Application Programming Interfaces

Lower-level library support ships in the form of APIs.  These APIs include header and library files and are packaged as software development kits (SDKs).  These SDKs include both documentation and implementation tools. 

The three sets of APIs that we use in this course are the Windows APIs, the DirectX APIs, and the OpenGL APIs.  The Windows APIs interface directly with the Windows operating system.  The DirectX and OpenGL APIs interface directly with the hardware. 

Windows API

The Windows API includes a graphics device interface (GDI) for outputting graphical content to monitors and printers, a graphical user interface (GUI) for managing screen windows, mouse input and keyboard input, and functions for accessing resourses such as file systems, devices and network services. 

The Visual Studio 2010 setup installs the Windows SDK and .NET Framework along with the Visual Studio IDE.  A recent version of the Windows API is available in the Windows SDK for Windows 7 and .NET Framework 4.  We only use the Windows API for communications with the user at speeds comparable to user typing speeds. 

DirectX APIs

Microsoft supplies the DirectX APIs for accessing hardware directly.  A recent version of the DirectX API is available in the DirectX 9.0c (June 2010)

To ensure that your Visual Studio IDE has access to your DirectX SDK, you may need to identify two project directories the first time that you build a solution.  Under Project->Properties->Configuration Properties->VC Directories add:

  • ($DXSDK_DIR)Include
  • ($DXSDK_DIR)Lib\x86

Documentation

Microsoft supports its Windows and DirectX developers through its Microsoft Developer Network (MSDN).  This network includes documentation for all of the libraries supported by Microsoft.  You can access this network online at http://msdn.microsoft.com/en-us/library

Instructional Framework

The complete framework is available from the trunk of the course repository.  Pre-releases expose the framework in successive stages of development, consistent with the presentation of the material in this text. 

scaffolding of the framework

Repository

Each solution in the repository contains the source code, the Visual Studio project and solution files and the directories needed to build and run the samples directly.  To download the complete framework from the repository:

  • Download and install Tortoise SVN 1.7 or greater
  • Right-click with the cursor on the Desktop and select SVN Checkout from the context menu
  • Enter svn://zenit.senecac.on.ca/dpsgam/trunk/gam666
  • Enter the destination path where you would like the code stored
  • Enter dpsgam as the userid (if requested)
  • Enter a blank password (no characters)

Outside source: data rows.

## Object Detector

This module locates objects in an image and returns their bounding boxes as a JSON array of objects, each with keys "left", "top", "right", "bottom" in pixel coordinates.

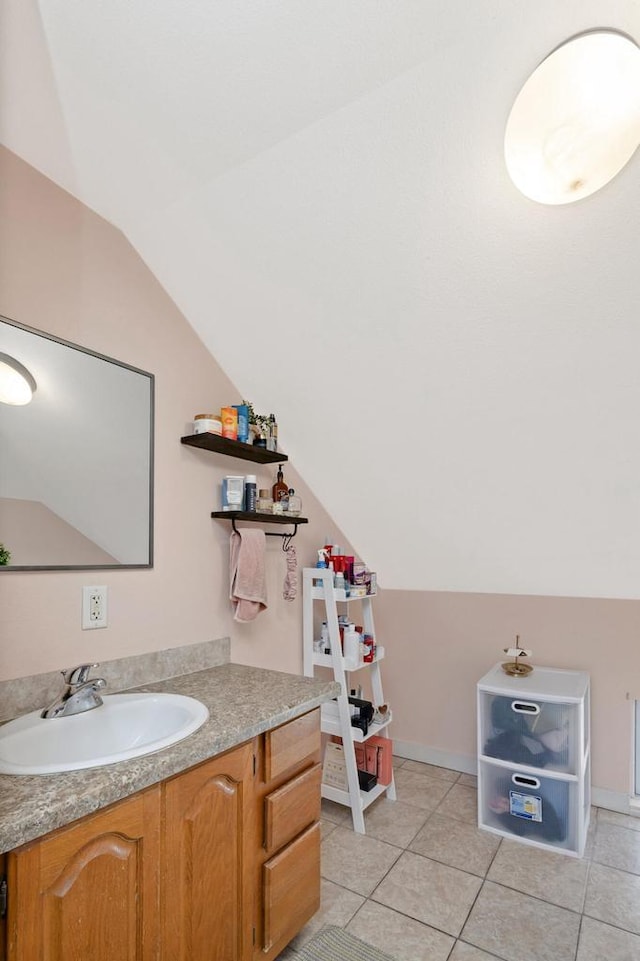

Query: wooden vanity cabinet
[
  {"left": 254, "top": 709, "right": 322, "bottom": 961},
  {"left": 7, "top": 787, "right": 160, "bottom": 961},
  {"left": 0, "top": 710, "right": 321, "bottom": 961},
  {"left": 161, "top": 742, "right": 256, "bottom": 961}
]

To run the downloaded code,

  • Open the solution directory folder and select *.sln file
  • Select Build->Build Solution
  • Select Debug->Start Without Debugging

Topic Outline

Each chapter introduces a different concept and describes the code needed to implement that concept.  Most game programming concepts involve first-level approximations that are specifically suited to digital games.  We discuss refinements that make games more sensually appealing, more realistic, or more un-realistic in the subsequent courses. 

The chapters group into five major sections:

  • Foundations
    • Introduction
    • Windows, COM Technology, and DirectX
    • Display and Resolution Selection
    • Event-Driven Programming
    • Sprites, Motion and User Control
  • Mathematics
    • Two-Dimensional Mathematics
    • Three-Dimensional Mathematics
  • Graphics
    • Primitives
    • Visibility
    • Lighting
    • Texturing
  • Audio
    • Global Sounds
    • Local Sounds
  • User Input
    • Keyboard and Mouse
    • Controller

The foundations part ends with images moving on a screen under program and user control.  The second part presents the mathematics involved in representing three-dimensional data.  The third part covers the concepts used to display vivid, three-dimensional models on a two-dimensional screen.  The fourth part covers sound effects, which include local sounds with three-dimensional properties.  The fifth part covers direct access for input devices.